Das Impfzentrum am RBK geht hier selbst voran. Am Donnerstag dieser Woche soll im RBK als Versuch der erste Impftag ohne Terminvereinbarung stattfinden. Von 7 bis 20 Uhr werden dort Interessierte einen Piks mit den vorhandenen Impfstoffen bekommen, ohne dass man zuvor einen Termin ausmachen muss. Beim Biontech-Impfstoff werde die zweite Impfung nach drei Wochen erfolgen, bei Moderna nach vier, wer Astrazeneca bekomme, bei dem werde man „nach vier Wochen mit einem mRNA-Impfstoff nachimpfen“, sagt Mark Dominik Alscher. Anders als andere Impfzentren die auf die Idee der Landesregierung eines solch offenen Impfens eher reserviert reagiert haben, glaubt der RBK-Chef nicht, dass man in der gegenwärtigen Lage von Impfwilligen überrannt wird.

Stadtverwaltung bereitet Kampagne vor

„Das ist großartig und ganz in unseren Sinne“, sagt Markus Jox, der Sprecher des Landessozialministeriums, zu der Aktion im Robert-Bosch-Krankenhaus. Das auszuprobieren sei sehr hilfreich und könne, wenn man gute Erfahrungen damit mache, auch auf andere Impfzentren ausgeweitet werden, erklärte der Ministeriumssprecher.

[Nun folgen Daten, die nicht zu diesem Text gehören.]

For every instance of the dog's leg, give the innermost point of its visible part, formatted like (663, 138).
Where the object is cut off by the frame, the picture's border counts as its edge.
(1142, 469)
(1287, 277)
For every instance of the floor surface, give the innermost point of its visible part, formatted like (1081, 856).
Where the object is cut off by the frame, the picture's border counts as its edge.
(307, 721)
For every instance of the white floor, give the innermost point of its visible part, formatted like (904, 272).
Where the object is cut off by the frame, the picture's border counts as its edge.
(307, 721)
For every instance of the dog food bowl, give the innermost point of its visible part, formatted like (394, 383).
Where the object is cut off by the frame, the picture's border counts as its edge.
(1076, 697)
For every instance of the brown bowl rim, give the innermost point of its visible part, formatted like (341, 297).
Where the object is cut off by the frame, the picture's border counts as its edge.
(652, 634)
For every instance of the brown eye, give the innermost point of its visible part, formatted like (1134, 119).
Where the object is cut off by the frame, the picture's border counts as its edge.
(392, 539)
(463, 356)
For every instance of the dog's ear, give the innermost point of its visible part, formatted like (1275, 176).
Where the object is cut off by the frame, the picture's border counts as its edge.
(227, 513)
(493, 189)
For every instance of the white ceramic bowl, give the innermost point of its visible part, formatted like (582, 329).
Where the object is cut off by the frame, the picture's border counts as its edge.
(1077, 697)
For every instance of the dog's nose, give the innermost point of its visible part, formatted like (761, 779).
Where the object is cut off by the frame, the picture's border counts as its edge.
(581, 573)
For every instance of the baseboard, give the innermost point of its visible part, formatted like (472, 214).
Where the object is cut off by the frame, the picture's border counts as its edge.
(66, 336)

Auch die Stadt plant Aktionen zur Förderungen des Impfens. So soll eine Werbekampagne aufgelegt werden. Diese wird sich aber nicht auf Plakataktionen beschränken. Vielmehr will man die Menschen durch „direkte Ansprache erreichen“, sagt Stadtsprecher Sven Matis. So nehme man „Eltern und Studierende in den Blick, aber auch Vereine könnten als gute Multiplikatoren dienen“, so Matis. Man will etwa Personen aus Sport- und Kulturvereinen gewinnen, die andere für das Impfen erwärmen können. Das sogenannte soziale Impfen, bei dem man in benachteiligten Stadtteilen bisher rund 3000 Dosen verimpft habe, soll zum Vor-Ort-Impfen erweitert werden. Dazu sei man in Gesprächen mit dem RBK und der Stuttgarter Ärzteschaft. Matis: „Der Impfstoff soll zu den Menschen kommen, nicht die Menschen zum Impfstoff.“ Über konkrete Schritte der Kampagne werde an diesem Freitag im Rathaus beraten.